Fast top-K Area Topics Extraction (FastKATE)

This repository contains the source code, data and API used in our recent paper: Fast Top-k Area Topics Extraction.

Prerequisites

The following dependencies are required and must be installed separately:

Python 3 (used to run our programs)
Aria2 (used to speed up downloading Wikipedia dumps)
WikiExtractor (used to extract plain text from Wikipedia dumps)

Then run git clone https://github.com/thuzhf/FastKATE.git to download this repository to your computer (with the same name). For convenience, please put WikiExtractor and FastKATE under the same parent directory, and we denote this parent directory as <PARENT> in the following steps.
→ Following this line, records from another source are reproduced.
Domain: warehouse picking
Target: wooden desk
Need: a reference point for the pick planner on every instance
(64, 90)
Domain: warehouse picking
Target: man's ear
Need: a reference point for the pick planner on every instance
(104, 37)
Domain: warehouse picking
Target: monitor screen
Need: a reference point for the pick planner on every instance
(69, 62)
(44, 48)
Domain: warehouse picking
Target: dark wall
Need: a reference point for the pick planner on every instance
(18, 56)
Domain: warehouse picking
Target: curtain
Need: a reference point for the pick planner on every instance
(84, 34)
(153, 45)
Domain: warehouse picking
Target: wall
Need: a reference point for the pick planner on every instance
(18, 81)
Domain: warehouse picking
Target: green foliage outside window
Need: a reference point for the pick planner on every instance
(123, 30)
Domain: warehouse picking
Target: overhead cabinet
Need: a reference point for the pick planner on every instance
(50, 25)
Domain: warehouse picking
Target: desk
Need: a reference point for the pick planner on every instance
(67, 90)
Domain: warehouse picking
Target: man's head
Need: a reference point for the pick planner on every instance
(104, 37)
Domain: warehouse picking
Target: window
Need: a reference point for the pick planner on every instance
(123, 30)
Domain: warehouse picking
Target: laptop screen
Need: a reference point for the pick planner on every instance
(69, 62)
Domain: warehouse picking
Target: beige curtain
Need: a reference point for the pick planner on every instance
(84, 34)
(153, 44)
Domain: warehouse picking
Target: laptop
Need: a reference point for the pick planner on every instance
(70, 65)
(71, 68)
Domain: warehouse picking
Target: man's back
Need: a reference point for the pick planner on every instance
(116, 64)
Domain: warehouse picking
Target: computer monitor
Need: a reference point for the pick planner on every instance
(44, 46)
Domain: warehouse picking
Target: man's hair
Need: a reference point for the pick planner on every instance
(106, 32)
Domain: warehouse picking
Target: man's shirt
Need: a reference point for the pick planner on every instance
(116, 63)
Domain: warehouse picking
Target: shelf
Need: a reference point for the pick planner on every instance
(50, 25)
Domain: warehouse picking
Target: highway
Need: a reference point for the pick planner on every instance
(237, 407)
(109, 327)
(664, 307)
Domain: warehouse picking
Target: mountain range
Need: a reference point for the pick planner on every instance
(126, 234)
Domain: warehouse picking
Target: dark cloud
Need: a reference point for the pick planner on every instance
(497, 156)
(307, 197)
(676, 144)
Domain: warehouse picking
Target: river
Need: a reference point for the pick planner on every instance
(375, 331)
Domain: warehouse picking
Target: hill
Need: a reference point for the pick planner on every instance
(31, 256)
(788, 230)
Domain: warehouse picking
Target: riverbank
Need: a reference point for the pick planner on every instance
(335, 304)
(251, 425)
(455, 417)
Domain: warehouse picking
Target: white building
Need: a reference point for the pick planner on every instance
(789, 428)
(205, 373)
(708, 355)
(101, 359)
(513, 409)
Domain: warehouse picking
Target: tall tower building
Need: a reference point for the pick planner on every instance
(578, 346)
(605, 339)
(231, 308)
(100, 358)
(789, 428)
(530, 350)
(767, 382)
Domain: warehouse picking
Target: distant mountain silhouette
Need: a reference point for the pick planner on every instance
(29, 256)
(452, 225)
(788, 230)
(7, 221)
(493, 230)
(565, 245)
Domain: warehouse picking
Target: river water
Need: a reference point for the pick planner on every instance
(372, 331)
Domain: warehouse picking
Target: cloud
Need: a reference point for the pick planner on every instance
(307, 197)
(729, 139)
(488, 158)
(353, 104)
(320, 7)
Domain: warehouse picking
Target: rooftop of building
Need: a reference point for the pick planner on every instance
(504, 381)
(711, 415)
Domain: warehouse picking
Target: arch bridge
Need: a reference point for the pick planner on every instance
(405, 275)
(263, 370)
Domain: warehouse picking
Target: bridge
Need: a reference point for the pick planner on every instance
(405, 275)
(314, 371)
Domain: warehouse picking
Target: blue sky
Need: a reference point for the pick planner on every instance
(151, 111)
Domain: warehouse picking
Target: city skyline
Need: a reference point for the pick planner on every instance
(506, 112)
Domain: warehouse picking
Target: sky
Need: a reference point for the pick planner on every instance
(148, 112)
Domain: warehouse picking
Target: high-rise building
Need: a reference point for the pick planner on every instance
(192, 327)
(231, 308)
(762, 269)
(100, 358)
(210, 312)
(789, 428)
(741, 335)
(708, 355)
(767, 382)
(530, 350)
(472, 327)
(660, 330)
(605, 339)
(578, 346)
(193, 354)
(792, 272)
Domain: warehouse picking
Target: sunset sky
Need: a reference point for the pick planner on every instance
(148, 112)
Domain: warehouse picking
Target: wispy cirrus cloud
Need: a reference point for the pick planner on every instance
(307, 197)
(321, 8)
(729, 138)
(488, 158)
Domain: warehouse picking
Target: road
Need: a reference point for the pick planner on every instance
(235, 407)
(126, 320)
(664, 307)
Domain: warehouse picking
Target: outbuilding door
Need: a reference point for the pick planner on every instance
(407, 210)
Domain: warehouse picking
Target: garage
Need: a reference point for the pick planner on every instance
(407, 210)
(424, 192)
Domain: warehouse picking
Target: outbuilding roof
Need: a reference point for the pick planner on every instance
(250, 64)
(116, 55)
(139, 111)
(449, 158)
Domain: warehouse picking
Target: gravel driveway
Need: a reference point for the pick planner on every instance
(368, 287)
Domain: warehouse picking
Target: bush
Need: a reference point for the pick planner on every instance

Download and Preprocess Wikipedia Dumps

Since our model utilizes Wikipedia dumps, thus we need to download these data first. We choose Wikipedia dumps of timestamp 20170901 as our example in the following steps. Available timestamps can be found here.

Run cd <PARENT> to enter into the parent directory of FastKATE.
Run python3 -m FastKATE.src.wiki_downloader 20170901 ./wikidata/ all will help you download all possibly needed data of Wikipedia of timestamp 20170901 into the directory ./wikidata/. For quick help, run python3 -m FastKATE.src.wiki_downloader -h.
Decompress all downloaded Wikipedia dumps to the ./wikidata/ with the same name (without suffixes such as .gz and .bz2).
Run python3 wikiextractor/WikiExtractor.py -o ./wikidata/preprocessed/ -b 64M --no-templates ./wikidata/enwiki-20170901-pages-articles-multistream.xml to preprocess downloaded wikidata. For quick help, run python3 wikiextractor/WikiExtractor.py -h.

Generate Topic Embeddings

Run cd <PARENT> to enter into the parent directory of FastKATE.
Run python3 -m FastKATE.src.topic_embeddings 20170901 ./wikidata/ to extract candidate topics (in the form of phrases) from wikidump data and generate vector representations of each topic. For quick help, run: python3 -m FastKATE.src.topic_embeddings -h.
A pretrained topic embeddings model (which is trained using the wikidump of timestamp 20161201 and used in our paper) can be downloaded here (including 3 files; you should download all 3 files and put them in the same folder if you want to use the pretrained model).
Actually our code can be easily modified to train topic embeddings on different datasets other than Wikipedia used here. For those who really want to do this, please refer to the source code for more details.

Extract Category Structure from Wikipedia

Run cd <PARENT> to enter into the parent directory of FastKATE.
Run python3 -m FastKATE.src.taxonomy 20170901 ./wikidata/ to extract category structure from Wikipedia. For quick help, run: python3 -m FastKATE.src.taxonomy -h.
A file containing extracted category structure can be downloaded here (which is used in our paper).